"Sitemaps" are smaller step forward than we had hoped
There has been a lot of press about the XML sitemaps standard, now that many of the major Internet search portals have agreed to adopt it. You can visit the official site and some of the posts covering the major engines' adoption of it.
But my excitement was tempered by limited the scope of what the standard covers. The sitemaps format does let you list URLs of individual pages on your site, along with some meta data about them; but despite it's name, it does not let you provide a true hierarchal "map" of your site. So you cannot, for example, indicate which pages are in the "Marketing" section vs. which pages are in "Support". It's mostly a straight list of uncategorized URLs, but conveys not structure or topology, no "map".
I'm not "trashing it", it IS an improvement for spiders, they will know which URLs to fetch in a much more efficient way. And the folks at sitemaps.org have also got to the big guys to pay attention and adopt it. I want to make it clear that I strongly commend them for this. But lets review an older standard, and look at sitemaps 0.9, and then perhaps start talking about sitemaps 2.0... :-)
For those of you who remember Ultraseek, it had a "standard" 10 years ago for listing the URLs on your site, so that spiders knew what to fetch and when each page had last changed. It was called sitelist.txt. It also lacked any concept of site structure, but it was a simple standard, so that was beyond the scope.

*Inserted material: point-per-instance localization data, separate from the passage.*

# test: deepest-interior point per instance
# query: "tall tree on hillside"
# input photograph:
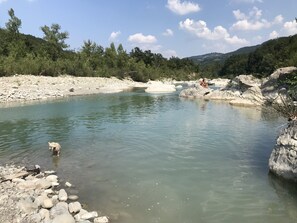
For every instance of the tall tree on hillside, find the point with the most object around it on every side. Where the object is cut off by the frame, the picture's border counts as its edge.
(54, 36)
(14, 23)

So how does the new XML sitemaps standard compare to the old Ultraseek sitelist.txt spec? Based on my preliminary review it looks like:
Similar:
* They both list out individual URLs.
* They both list the last modification date. (in different formats, more on that later)
* Neither conveys any structure about the site, like Marketing vs. Sales vs. Support.

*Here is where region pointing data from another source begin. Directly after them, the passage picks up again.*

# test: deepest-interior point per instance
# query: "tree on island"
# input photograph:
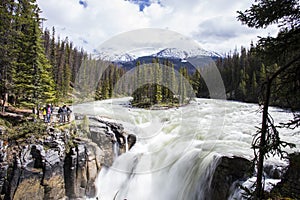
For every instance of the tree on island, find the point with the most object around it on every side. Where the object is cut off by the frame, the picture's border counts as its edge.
(281, 55)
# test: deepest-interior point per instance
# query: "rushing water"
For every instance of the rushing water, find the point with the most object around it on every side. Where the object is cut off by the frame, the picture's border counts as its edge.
(178, 148)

Pros of the new sitemaps standard:
+ Also allows for adding a "priority" field, so you can tell the spider which pages are more important. It 's a percentage from 0.0 to 1.0, or 0% to 100%. I suspect some companies are going to have trouble deciding that ANY of their pages deserve less than a 100% priority. Fortunately it only impacts the weighting within that one site - you can't "cheat" and give your pages "1,000%" priority and bump competitors off the results, though I suspect some will try. :-)
+ You can tell the spider how often you think the page will change, vs. letting the spider guess for itself.
+ The date and time is human readable. You can just put the date (omit the time) if you want, though for frequently updated sites I think you'd want to keep the time component, for minute by minute accuracy. This would be especially true if enterprise search engine vendors also adopt this standard. With the timezone omitted, I'm not sure if it assumes GMT?
= (neutral) This format is XML, vs. Ultraseek's delimited text file. People who love XML will call this a win, but for such simple data the old Ultraseek format was much easier to parse. XML can easily convey a hierarchy, so there is a potential for future functionality, a true "map", but for now, seems like overkill to me.
Pros for the older sitelist.txt / Ultraseek format:
+ More compact
+ Also included the size of the document
+ Deleted documents could be indicated with a new size of "0" bytes, so the spider would know to DELETE that URL from its index.
= (neutral) dates were in the numeric Unix epoch format - easy for a computer to parse, but impossible for humans to read. Since humans rarely view the file directly, and in 1995 performance was a bigger concern, I think there was some merit to this simpler format back in that time.
This last feature, knowing that document is now GONE without needing to try refetching it, seems like a big advantage for the older format. I hope the new format will adopt it as well.
What I'd like to see in the sitemaps 2.0 standard:
* Allow me to put URLs into a hierarchy, and perhaps the spec could suggest some common nodes, such as:
Support
Downloads
FAQs
Contacting Support
Marketing
Press Releases
White Papers
Product Brochures
Products
Super Widget
Beta Zapper
Gamma Wave
...
We have a simple in-house format for representing this, it could be adapted to XML.
* Provide additional meta data about the page, such as title, author, summary, product code
* Perhaps identify one or more subject categories, perhaps based on a DMOZ trove/hive/path location.
An advantage of having some of this data repeated in this format, vs. fetching the actual page and looking at some standard meta data, is that an overview of a site could be done much more quickly. A spider could get an overview of 1,000 pages in one fetch, in the time it might take it to just fetch 2 or 3 pages normally.
I looked at a lot of these metadata/sitemap formats a few years ago, including a carefully-designed (but not very robot-friendly) one from Australia (AGLS, http://www.agls.gov.au/).
Two quick thoughts.
First, it isn't clear whether the separate metadata is authoritative over the document metadata or if it is a potentially-stale cache of that. Either approach is useful, ambiguity is not.
Second, this is all solved by RSS (pronounced "Atom"). Atom feeds are verbose, but they they are clear and supported by lots of software. Any real search engine should already be reading and mining feeds anyway.
Posted by: Walter Underwood | June 05, 2007 at 05:43 PM